Motown is hanging their hip-hop hopes on a bevy of rappers who they obviously feel could crossover: AZ, Queen Pen, and now Benzino. The name may be at least vaguely familiar to you – he was the architect behind the popular “Bang Ta Dis” heard in many places this summer, and also released a song on the “Rush Hour 2” soundtrack as well as penning the club song “Boottee” with Teddy Riley which is just now starting to make some noise.

The history of this Boston rapper goes much deeper though. As a founding member of the Almighty RSO whose alias was at times either Ray Dog or Ray Benzino, the rap veteran has been part of more than his share of controversy. Following the explosion of furor over Ice-T’s “Cop Killer” song with Bodycount, RSO became targets of the Fraternal Order of Police over their song “One in the Chamba.” RSO found themselves friendless in the rap industry, even though the track was more a call for police oversight in Boston than for ruthlessly shooting officers for no good reason. This wasn’t truly the incident that isolated RSO though – it was a fiasco instigated by David Mays, part owner of The Source and a backer of the RSO group. Mays personally inserted a three page article on RSO into the November 1994 issue of The Source over the objections of Source staffers – who complained the group had already unfairly been given favorable coverage and that members of the group including Ray a.k.a. Benzino had theatened to “roll some heads” if their upcoming record didn’t receive a record of four mics (out of five) or more.

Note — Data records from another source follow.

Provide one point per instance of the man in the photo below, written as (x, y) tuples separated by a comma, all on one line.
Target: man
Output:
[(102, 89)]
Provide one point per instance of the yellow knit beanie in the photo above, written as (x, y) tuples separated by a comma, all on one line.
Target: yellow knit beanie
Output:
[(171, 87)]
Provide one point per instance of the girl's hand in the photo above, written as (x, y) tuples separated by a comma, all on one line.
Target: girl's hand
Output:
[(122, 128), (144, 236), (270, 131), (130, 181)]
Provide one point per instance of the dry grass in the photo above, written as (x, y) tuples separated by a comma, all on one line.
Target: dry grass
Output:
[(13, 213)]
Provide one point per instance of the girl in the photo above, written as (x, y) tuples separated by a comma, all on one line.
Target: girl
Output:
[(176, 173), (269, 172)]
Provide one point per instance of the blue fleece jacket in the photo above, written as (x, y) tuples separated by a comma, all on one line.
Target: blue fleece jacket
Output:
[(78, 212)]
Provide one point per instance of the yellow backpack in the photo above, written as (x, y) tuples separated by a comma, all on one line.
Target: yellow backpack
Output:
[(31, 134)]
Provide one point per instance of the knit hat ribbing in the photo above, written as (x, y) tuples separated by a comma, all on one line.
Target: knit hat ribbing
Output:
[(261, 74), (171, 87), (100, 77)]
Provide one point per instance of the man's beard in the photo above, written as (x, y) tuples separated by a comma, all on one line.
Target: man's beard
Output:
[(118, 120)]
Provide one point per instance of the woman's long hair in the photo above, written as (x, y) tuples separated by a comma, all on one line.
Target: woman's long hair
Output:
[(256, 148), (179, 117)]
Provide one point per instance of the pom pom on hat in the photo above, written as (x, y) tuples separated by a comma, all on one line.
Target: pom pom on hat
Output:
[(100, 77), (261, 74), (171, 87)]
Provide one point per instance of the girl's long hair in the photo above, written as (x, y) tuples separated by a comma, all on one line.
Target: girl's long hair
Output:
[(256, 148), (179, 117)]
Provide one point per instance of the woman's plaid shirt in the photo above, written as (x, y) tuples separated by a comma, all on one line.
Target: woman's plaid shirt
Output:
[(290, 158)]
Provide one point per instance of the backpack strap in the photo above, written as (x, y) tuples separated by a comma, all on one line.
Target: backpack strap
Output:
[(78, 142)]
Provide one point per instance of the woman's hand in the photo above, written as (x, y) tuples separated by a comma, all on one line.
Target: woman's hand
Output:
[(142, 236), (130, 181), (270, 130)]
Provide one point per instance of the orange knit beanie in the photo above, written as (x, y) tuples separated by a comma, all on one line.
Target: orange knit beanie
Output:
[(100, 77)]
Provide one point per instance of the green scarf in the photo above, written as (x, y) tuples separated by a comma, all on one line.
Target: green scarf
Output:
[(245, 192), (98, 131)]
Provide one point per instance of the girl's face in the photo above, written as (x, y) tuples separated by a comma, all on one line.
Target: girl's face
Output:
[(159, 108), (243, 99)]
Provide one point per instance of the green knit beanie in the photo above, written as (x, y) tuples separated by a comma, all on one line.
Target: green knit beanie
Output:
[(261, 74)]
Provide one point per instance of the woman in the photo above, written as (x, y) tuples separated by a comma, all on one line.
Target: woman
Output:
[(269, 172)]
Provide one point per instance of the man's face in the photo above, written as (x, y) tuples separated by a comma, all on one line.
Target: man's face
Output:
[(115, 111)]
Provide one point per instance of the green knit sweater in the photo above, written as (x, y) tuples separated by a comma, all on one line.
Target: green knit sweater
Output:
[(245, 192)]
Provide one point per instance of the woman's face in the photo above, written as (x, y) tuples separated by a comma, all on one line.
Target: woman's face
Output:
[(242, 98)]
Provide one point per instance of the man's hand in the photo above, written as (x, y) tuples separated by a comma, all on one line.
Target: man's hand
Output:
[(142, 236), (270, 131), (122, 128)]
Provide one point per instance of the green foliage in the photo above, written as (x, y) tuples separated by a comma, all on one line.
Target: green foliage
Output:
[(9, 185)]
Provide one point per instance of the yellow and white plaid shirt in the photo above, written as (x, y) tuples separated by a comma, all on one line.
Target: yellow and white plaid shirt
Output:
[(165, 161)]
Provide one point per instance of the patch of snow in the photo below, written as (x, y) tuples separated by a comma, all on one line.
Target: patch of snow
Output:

When the staff saw the issue, editor James Bernard, co-owner and co-editor Jon Schecter, music editor Reginald Dennis and five other staffers all left in protest. Many of us (myself personally) understood little of the background behind it at the time, but it was the beginning of the end for The Source as a reliable and quality hip-hop magazine. Although it is much more popular and has a much wider circulation today than it did then, the fact checking is suspect (they can’t even tell Bizarre and Proof apart in D-12 reviews) and people generally suspect that any advertiser who buys two or more pages of ads will get a four mic review for the rapper on their label of choice.

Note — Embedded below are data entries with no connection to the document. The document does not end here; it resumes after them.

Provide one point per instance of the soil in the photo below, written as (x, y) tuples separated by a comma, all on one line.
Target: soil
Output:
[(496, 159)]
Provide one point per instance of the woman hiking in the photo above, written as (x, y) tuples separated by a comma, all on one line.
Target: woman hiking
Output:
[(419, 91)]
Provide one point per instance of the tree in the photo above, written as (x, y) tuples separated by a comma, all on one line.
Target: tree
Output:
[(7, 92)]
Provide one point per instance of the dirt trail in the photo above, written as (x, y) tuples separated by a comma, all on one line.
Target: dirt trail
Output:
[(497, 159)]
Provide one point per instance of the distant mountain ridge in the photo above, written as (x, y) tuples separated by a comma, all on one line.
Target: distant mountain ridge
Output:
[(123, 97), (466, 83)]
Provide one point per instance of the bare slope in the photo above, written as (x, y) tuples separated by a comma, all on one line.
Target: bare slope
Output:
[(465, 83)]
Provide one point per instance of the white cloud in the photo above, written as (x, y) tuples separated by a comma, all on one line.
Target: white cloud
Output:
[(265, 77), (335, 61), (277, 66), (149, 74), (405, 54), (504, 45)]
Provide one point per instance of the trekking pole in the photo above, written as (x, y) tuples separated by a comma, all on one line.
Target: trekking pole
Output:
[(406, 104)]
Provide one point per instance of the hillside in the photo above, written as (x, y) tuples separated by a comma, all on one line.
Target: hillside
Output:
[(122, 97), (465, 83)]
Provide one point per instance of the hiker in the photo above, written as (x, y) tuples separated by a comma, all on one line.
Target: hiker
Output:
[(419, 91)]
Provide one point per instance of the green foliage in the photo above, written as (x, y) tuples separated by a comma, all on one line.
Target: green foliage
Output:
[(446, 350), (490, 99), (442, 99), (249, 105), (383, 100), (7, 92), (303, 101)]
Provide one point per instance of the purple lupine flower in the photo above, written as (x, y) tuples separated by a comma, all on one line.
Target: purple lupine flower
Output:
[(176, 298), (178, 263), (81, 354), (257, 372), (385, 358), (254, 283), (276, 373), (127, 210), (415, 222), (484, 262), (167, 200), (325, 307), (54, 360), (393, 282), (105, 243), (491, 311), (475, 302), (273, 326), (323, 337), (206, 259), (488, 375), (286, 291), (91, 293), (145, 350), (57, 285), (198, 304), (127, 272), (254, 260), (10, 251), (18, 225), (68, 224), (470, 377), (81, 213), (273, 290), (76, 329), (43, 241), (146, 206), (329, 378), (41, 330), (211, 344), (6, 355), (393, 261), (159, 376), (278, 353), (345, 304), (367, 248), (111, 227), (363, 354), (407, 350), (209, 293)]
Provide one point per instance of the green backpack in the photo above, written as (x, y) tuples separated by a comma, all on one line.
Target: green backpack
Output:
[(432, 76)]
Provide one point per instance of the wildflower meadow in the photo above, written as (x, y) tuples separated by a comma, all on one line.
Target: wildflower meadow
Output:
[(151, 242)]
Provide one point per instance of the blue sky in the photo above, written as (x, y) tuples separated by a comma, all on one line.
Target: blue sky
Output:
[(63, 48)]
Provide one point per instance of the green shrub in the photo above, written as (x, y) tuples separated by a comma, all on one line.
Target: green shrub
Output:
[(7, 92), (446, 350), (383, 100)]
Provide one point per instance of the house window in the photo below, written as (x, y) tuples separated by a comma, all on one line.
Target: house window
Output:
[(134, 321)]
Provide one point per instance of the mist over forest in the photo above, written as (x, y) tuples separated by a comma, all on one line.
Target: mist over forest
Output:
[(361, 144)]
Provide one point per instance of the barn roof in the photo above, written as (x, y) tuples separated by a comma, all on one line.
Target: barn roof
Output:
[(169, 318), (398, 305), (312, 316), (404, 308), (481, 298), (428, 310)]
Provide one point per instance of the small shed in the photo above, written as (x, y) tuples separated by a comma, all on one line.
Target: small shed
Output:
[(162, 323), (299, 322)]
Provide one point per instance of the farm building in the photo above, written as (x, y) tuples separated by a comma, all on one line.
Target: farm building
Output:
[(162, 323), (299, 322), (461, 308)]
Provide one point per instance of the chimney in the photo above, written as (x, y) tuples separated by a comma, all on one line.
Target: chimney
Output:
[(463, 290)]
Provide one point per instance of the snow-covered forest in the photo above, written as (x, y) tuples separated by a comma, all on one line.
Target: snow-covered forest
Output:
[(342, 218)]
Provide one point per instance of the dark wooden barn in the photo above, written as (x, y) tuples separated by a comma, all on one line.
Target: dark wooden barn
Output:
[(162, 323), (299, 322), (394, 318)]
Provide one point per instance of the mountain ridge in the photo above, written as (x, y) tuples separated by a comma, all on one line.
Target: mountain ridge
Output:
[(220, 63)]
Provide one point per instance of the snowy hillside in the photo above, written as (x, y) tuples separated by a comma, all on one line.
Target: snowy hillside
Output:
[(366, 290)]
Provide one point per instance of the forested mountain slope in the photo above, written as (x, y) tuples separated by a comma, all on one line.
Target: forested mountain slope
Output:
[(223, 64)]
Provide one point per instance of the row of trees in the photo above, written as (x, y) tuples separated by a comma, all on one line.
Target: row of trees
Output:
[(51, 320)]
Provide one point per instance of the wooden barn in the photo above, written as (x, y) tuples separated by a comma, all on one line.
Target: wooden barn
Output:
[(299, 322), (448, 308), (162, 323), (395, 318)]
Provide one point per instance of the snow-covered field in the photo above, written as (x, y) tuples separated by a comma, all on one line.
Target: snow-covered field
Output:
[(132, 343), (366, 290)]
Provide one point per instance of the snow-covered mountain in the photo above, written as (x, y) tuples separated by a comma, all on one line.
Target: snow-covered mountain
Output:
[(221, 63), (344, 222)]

Ironic that they are more successful and generally less credible; a problem that former RSO member Benzino can probably relate to. Either in an attempt to hide their past or start over fresh, the remainder of the group changed their name to “Made Men” and cut a brand new album in 1999 called “Classic Limited Edition.” Most of the industry was little fooled and the album was widely panned – in many cases unfairly. Despite the suspect nature of their praiseworthy review in The Source and suspicions they had paid for radio and video play, the lead single “Deja Vu (Is It You?)” and many of the other songs on it really weren’t that bad. RSO despite all their controversies were never a TALENTLESS group, just one who got ahead because of their connections.

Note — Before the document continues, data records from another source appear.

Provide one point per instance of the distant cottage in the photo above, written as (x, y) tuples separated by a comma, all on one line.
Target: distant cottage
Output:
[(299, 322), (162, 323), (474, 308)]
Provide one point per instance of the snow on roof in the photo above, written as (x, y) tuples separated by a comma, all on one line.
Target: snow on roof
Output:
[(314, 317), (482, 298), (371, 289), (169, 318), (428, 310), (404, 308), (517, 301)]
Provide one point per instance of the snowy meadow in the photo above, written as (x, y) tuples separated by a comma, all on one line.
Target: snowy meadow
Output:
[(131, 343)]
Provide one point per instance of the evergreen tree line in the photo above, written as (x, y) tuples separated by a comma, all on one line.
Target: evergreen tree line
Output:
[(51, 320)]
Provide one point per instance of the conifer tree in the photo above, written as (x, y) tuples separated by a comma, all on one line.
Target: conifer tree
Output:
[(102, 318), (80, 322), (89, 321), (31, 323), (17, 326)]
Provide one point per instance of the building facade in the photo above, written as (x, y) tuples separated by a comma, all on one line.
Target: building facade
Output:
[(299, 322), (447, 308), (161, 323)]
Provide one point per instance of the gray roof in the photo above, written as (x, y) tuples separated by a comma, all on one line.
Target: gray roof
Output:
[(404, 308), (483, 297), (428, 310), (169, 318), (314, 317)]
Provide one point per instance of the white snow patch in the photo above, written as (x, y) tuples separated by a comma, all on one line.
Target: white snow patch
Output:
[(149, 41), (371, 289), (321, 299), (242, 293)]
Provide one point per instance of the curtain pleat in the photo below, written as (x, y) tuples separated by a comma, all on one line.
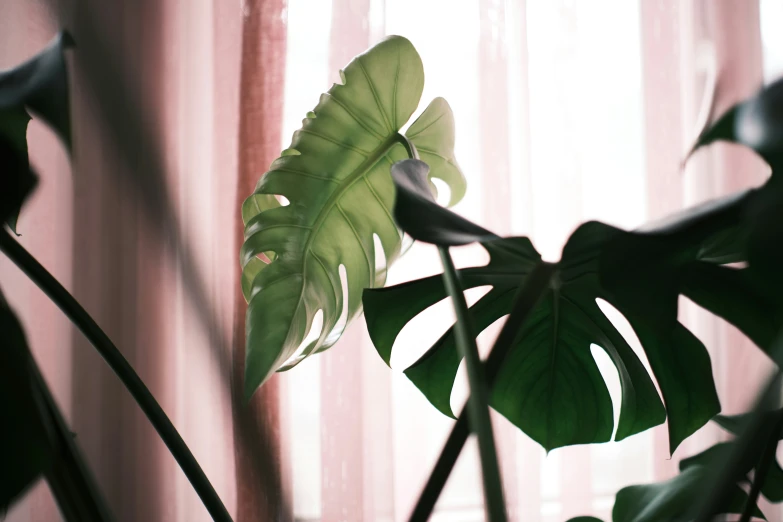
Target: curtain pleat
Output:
[(257, 441)]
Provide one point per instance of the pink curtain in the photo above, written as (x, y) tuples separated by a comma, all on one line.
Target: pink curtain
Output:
[(560, 106), (157, 93)]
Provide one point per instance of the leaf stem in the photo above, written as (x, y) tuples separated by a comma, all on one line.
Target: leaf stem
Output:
[(478, 401), (114, 358), (69, 477), (536, 283), (762, 469)]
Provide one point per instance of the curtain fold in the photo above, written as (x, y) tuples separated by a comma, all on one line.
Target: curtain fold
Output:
[(179, 107), (261, 494)]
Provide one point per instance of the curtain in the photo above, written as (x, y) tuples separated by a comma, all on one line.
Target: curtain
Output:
[(566, 111), (144, 230)]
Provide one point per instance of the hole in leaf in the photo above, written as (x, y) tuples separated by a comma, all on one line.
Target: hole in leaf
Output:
[(738, 265), (315, 332), (337, 331), (380, 260), (622, 325), (406, 243), (470, 255), (611, 378), (444, 191), (267, 257)]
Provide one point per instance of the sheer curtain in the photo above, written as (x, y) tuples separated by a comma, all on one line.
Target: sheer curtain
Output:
[(566, 111)]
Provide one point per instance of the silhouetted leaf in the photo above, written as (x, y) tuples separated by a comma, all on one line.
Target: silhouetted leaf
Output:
[(25, 449), (549, 384), (671, 500), (39, 85), (335, 176)]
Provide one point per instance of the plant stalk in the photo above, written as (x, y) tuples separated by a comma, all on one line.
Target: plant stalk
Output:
[(478, 401), (762, 469), (73, 485), (537, 282), (114, 358)]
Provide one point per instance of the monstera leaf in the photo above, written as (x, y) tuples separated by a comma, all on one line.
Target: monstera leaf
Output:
[(41, 86), (25, 448), (673, 500), (549, 384), (335, 177)]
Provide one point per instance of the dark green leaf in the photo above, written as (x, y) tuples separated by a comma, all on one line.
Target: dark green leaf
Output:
[(417, 213), (41, 86), (17, 181), (336, 177), (25, 449), (773, 483), (549, 384), (671, 500), (734, 424), (756, 123)]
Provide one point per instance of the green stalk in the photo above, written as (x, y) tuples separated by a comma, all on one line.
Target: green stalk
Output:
[(76, 313), (536, 284), (478, 401), (73, 485)]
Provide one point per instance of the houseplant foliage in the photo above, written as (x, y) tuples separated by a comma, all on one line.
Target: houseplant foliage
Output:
[(335, 177), (35, 440), (642, 273), (550, 386)]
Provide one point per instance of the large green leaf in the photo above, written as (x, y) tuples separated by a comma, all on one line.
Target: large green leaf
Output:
[(335, 176), (41, 86), (549, 385), (25, 448), (672, 500)]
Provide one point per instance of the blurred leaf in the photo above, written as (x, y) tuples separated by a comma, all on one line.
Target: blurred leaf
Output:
[(41, 86), (671, 500), (25, 448), (756, 123), (335, 176), (17, 181)]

And now we have the Benzino solo album – an album for whom the artist formerly known as Ray Dog is placing his bets on to finally take his rap career to the next level. To be sure, the music alone will definitely make some waves. Produced almost entirely by his crew Hangmen 3, there are plenty of bangers throughout. The aforementioned “Bang Ta Dis” would be dope no matter who rapped on it, as would tracks like “Feel Your Pain” featuring Outlawz, “Nobody Liver” featuring Pink, the darkly ominous “Any Questions” with Black Rob, and even the somewhat overused Patrice Rushen beat “Settle For My Love” sounds good on “Ghetto Child” featuring Bobby Brown. Oh, and speaking of guest artists, P. Diddy shows up on “Who is Benzino?”, Raekwon the Chef and Cormega show up on “The Jump Up” and Prodigy shows up along with Bobby Brown on “No Parts of Us.” Benzino has no shortage of friends – a fact which may actually make already suspicious people more suspicious that he bought his way into a dope solo debut.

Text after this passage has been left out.